Aycı’nın aynı açıklamasındaki şu sözleri de atlamayalım. ”Fedakârlık yaparken bile, vefasını ortaya koyarken bile dimdik durabiliyorlar. Biz bu ülkede kıvıranları çok gördük. Ama bu sendika başkanım ve onun yönetim kurulu dimdik duruyorlar.” Ne güzel ! Kıvırmamak önemli tabii… Yani bugün söylediğin, dün söylediğine ters düşmeyecek.

TOPÇU, ÇALIŞANLARLA NASIL BARIŞMIŞTI?

Şimdi burada bir nefeslenelim ve geçmişe bakalım. Prim muhabbeti ne zaman çıkmıştı? 2014’de… Bay Hamdi çalışanlarımızla barışacağız ayağı ile, 2013 Mayıs ayında Atılay Ayçin’in başlattığı greve katılmayan THY çalışanlarını ödüllendirmişti.
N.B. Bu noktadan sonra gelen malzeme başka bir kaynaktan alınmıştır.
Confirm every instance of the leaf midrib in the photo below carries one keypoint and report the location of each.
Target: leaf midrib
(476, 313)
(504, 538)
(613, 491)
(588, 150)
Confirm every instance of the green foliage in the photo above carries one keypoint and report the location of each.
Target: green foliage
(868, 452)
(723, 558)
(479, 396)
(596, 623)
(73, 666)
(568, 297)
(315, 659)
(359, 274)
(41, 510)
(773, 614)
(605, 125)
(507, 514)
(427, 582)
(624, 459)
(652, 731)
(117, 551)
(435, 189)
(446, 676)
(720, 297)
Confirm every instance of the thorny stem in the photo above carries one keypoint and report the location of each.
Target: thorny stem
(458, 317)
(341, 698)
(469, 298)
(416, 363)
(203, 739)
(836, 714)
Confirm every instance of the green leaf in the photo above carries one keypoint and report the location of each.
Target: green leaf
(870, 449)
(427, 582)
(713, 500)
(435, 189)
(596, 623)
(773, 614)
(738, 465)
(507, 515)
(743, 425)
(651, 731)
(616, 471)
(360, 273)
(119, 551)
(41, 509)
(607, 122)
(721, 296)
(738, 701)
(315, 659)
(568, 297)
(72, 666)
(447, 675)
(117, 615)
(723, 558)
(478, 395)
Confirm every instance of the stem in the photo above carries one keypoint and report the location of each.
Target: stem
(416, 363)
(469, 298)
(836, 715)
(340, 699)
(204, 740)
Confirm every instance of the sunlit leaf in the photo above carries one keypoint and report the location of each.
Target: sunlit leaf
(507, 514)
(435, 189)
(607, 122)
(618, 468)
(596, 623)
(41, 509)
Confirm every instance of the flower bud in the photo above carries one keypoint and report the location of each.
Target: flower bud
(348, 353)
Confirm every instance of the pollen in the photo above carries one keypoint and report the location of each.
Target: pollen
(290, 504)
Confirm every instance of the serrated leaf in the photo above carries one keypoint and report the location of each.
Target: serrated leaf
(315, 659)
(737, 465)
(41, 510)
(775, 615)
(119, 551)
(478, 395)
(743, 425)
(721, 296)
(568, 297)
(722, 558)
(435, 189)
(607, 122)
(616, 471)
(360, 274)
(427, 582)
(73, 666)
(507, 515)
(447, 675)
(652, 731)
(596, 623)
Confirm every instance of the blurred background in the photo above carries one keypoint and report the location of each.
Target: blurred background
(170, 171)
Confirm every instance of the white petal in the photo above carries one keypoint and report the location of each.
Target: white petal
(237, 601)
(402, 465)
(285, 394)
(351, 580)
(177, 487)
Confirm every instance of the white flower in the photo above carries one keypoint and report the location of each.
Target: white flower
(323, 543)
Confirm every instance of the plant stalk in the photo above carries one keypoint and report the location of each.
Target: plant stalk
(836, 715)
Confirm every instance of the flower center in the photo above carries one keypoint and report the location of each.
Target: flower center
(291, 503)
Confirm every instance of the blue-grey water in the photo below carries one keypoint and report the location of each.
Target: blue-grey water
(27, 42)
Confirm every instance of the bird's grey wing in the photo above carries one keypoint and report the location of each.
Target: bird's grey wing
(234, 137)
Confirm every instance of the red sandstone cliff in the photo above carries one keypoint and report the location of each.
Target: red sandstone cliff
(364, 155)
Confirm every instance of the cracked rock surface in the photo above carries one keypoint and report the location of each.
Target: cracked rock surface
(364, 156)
Aslında grevi bitirerek TİS masasına oturan yeni Hava İş yönetimine de itibar kazandırmaktı amaç… Yetmemiş, 305 olarak bilinen 2012 Mayıs eylemi mağdurlarının bir bölümünü de (kıdemlerini sıfırlayarak) işe geri alarak yeni yönetimin başarı(!) hanesine bir çentik daha atmıştı. Kanunların hiçe sayıldığı bir süreçti. Kanuna göre bir işyerinde grev başlamışsa, grev anlaşma ile bittiğinde “greve katılmayanlar TİS kazanımlarından yararlanamazdı.” Ama ne gam… THY’nin başında bay Hamdi vardı. Greve katılan yaklaşık 500 kişiden bir kısmı işten atılırken greve katılmayan 13.500 kişi kanuna aykırı biçimde hem Toplu Sözleşmeden yararlandırılmış hem de üstüne de prim verilmişti ! Ne günlerdi, Uğur Cebeci’yi sollayarak bay Hamdi’nin gönlüne taht kuran gazeteci Hakan Çelik, yolcuları mağdur etmeyen ve greve destek vermeyen çalışanlara teşekkür etmişti…
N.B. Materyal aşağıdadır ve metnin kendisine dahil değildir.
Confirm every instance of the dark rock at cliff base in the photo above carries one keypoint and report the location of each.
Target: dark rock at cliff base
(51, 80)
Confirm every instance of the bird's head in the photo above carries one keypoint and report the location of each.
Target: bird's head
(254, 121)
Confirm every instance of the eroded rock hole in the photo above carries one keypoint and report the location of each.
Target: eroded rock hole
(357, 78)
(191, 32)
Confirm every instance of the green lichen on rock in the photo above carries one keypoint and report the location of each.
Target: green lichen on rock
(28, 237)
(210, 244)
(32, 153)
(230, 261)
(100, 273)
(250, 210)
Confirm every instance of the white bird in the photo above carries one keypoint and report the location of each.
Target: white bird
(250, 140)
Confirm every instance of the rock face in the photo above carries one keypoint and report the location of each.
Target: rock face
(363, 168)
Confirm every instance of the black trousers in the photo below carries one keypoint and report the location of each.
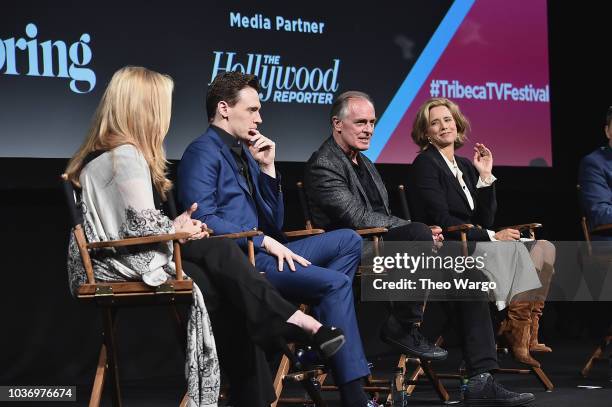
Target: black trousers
(472, 319)
(247, 314)
(408, 313)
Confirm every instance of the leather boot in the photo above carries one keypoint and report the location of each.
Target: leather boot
(516, 330)
(536, 313)
(538, 306)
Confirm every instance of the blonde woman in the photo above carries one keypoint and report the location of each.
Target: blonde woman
(454, 190)
(121, 172)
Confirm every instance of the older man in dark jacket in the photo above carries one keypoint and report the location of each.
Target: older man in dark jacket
(344, 189)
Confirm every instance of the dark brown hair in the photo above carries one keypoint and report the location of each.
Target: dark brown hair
(225, 87)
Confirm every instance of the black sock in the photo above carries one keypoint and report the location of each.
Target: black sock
(352, 394)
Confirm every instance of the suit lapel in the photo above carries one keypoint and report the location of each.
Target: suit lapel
(348, 166)
(227, 154)
(452, 179)
(380, 186)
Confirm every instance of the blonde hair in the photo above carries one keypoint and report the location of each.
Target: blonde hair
(135, 109)
(421, 122)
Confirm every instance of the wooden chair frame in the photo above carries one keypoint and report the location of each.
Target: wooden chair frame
(463, 229)
(402, 381)
(109, 297)
(587, 231)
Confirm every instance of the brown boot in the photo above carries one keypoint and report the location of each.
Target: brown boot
(516, 330)
(536, 313)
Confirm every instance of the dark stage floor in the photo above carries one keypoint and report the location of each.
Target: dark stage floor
(562, 368)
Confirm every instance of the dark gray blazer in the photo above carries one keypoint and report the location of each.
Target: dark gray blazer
(335, 196)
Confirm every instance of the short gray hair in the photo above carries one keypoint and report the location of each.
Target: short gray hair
(340, 105)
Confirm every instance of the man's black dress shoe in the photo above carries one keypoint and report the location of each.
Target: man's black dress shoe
(329, 340)
(483, 390)
(410, 340)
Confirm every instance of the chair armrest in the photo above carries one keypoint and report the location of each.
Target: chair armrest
(602, 229)
(367, 232)
(240, 235)
(459, 228)
(304, 232)
(132, 241)
(522, 226)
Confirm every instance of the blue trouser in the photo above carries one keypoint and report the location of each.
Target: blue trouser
(326, 285)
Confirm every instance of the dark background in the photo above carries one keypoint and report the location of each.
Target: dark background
(48, 338)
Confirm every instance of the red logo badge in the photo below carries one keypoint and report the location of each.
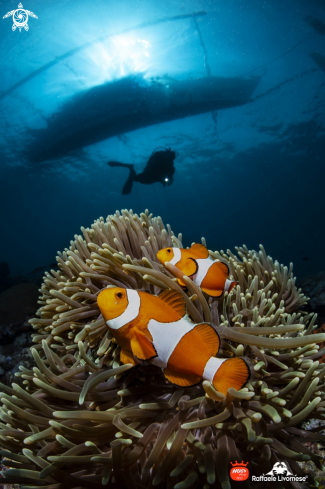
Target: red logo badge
(239, 471)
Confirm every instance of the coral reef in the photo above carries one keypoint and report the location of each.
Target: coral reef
(83, 420)
(314, 287)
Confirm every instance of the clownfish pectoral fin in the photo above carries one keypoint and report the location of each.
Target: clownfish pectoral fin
(234, 372)
(200, 250)
(142, 347)
(181, 283)
(175, 300)
(188, 267)
(127, 357)
(181, 379)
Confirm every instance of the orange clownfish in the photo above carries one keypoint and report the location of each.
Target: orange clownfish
(158, 330)
(196, 263)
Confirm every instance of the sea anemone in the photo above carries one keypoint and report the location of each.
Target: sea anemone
(83, 420)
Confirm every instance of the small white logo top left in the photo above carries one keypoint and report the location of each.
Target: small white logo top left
(20, 18)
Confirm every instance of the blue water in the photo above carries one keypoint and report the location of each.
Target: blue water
(250, 174)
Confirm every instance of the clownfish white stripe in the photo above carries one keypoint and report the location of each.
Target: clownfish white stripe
(177, 256)
(166, 336)
(203, 266)
(227, 284)
(130, 313)
(211, 367)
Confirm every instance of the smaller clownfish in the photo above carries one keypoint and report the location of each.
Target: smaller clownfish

Demem o ki, Candan bey gitmiş, Hamdi bey gelmiş, o gitmiş İlker bey gelmiş, hiçbir şey farketmez. Hepsi aynı kafadadır. O yüzden hep yazıyorum, Hamdi Topçu Coca Cola ise İlker Aycı da Pepsi Cola’dır. Bunları yazarken aklıma bir fıkra geldi:
İşsiz bir gariban kahvede oturmuş kara kara düşünüyormuş. Yan masada kahvesini yudumlayan kalantor kasaba ağası biraz eğlenmek istemiş. O sırada kahvenin önünden geçen iriyarı bir adamı göstererek,
– Şu giden adamı görüyor musun? Git o adama bir tokat at, sana 20 TL para vereceğim, demiş.
Çay içecek parası olmayan Garibanın gözleri parlamış,
– Tamam giderim, demiş ve gidenin arkasından yaklaşarak var gücüyle ensesine bir tokat atmış.
Tokadı yiyen can havliyle arkasına bakmış ve adamı yakalamış.
– Sende kimsin, ne diye vuruyorsun?
Gariban titreyerek konuşmuş:
– Abi, çok özür dilerim seni bir arkadaşıma benzettim, demiş.
Tokadı yiyen la havle çekip yoluna devam etmiş. Gariban gidip parasını almış.
Öğlen olmuş, sahne aynı… Gariban simitle çayla karnını doyurmuş. Kalantor bakmış ki, aynı adam geçiyor. Garibana dönmüş:
– Git bir tane daha vur, 50 lira vereyim demiş.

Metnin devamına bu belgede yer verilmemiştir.